At first the left hated Bishop Rainer Maria Woelki because he said homosexuality was “against the order of creation.” When he was elevated to Archbishop of Berlin in 2011, the LGBT community was up arms. They called him “homophobic and too conservative” for Berlin. That he took his doctorate from the Opus Dei university in Rome did not help.
Woelki made nice, however, going so far as to announce to a conference of German bishops that long-term same-sex relationships were little different from heterosexual ones. This made international news in the summer of 2012. The sexual left in the Catholic Church popped champagne bottles that such a high Churchman, who by that time had become the youngest Cardinal in the Church, had become so gay-friendly.

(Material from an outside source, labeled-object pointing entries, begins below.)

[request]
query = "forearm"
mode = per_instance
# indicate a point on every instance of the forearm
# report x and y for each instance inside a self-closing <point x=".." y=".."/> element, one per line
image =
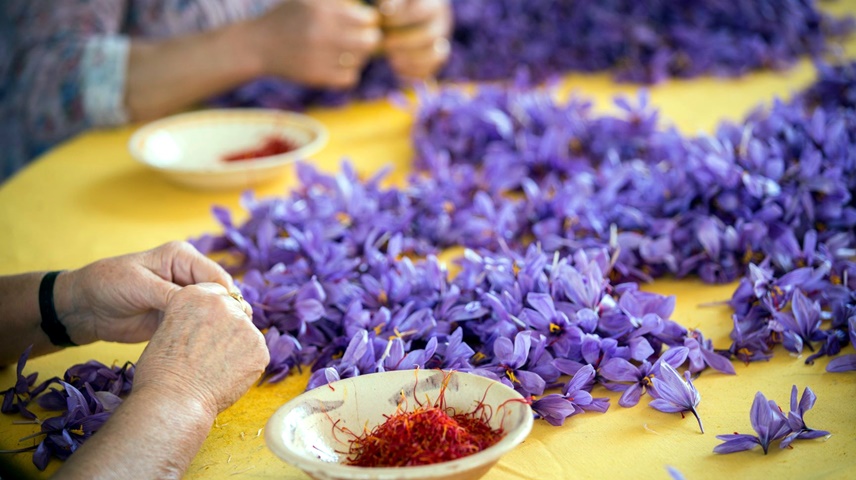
<point x="19" y="302"/>
<point x="169" y="75"/>
<point x="151" y="435"/>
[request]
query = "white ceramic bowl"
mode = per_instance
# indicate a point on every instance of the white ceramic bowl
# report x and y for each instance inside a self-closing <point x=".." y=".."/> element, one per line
<point x="190" y="148"/>
<point x="301" y="432"/>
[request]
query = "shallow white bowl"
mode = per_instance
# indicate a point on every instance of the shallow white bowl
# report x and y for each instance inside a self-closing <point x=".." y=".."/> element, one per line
<point x="190" y="148"/>
<point x="301" y="432"/>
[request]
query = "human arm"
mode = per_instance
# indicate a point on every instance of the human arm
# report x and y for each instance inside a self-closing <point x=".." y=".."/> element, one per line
<point x="77" y="67"/>
<point x="118" y="299"/>
<point x="321" y="43"/>
<point x="203" y="357"/>
<point x="416" y="36"/>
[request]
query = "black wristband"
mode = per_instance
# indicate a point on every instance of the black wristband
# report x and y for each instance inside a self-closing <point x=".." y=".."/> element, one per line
<point x="50" y="323"/>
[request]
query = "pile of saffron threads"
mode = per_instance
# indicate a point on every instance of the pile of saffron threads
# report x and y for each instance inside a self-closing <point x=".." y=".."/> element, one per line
<point x="424" y="436"/>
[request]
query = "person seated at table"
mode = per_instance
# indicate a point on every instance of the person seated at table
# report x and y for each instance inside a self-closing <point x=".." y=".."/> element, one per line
<point x="73" y="65"/>
<point x="203" y="353"/>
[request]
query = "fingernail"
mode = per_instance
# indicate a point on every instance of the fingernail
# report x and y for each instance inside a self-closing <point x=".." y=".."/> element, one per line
<point x="388" y="7"/>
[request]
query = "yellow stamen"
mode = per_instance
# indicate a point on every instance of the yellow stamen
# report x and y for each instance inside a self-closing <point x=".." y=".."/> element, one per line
<point x="510" y="373"/>
<point x="343" y="218"/>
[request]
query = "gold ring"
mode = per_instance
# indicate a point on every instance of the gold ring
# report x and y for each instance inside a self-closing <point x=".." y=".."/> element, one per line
<point x="347" y="60"/>
<point x="442" y="46"/>
<point x="237" y="296"/>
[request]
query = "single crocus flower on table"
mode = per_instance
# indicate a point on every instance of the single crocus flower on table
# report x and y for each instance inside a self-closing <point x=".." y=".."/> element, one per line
<point x="674" y="395"/>
<point x="767" y="420"/>
<point x="796" y="420"/>
<point x="574" y="399"/>
<point x="847" y="362"/>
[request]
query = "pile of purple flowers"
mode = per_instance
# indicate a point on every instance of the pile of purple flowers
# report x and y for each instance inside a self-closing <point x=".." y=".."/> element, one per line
<point x="770" y="423"/>
<point x="643" y="41"/>
<point x="561" y="212"/>
<point x="91" y="391"/>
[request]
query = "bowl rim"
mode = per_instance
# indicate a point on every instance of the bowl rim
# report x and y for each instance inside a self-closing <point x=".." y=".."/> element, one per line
<point x="318" y="130"/>
<point x="486" y="457"/>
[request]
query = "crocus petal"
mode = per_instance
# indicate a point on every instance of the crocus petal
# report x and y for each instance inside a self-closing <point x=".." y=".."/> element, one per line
<point x="631" y="396"/>
<point x="736" y="443"/>
<point x="666" y="406"/>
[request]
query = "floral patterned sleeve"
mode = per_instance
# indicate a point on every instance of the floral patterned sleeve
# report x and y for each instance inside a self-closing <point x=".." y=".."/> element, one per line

Their enthusiasm did not abate when his press office insisted that such relationships still did not compare to man-woman marriage. An anti-homophobia group in Berlin offered him their annual Respect award, which he declined, saying you should not get an award for welcoming all people.
Now the young Cardinal has been elevated to be Archbishop of Cologne and the left is fine with it. They say he is in the mold of Pope Francie, all mercy and no judgment. A German newspaper said Woelki is “the prototype of a new generation of bishops… not grumpy and dogmatic… these men speak of mercy and mean it. They’re open to people, even their critics, to a point and have a heart for the disadvantaged. Still, they’re theologically conservative.”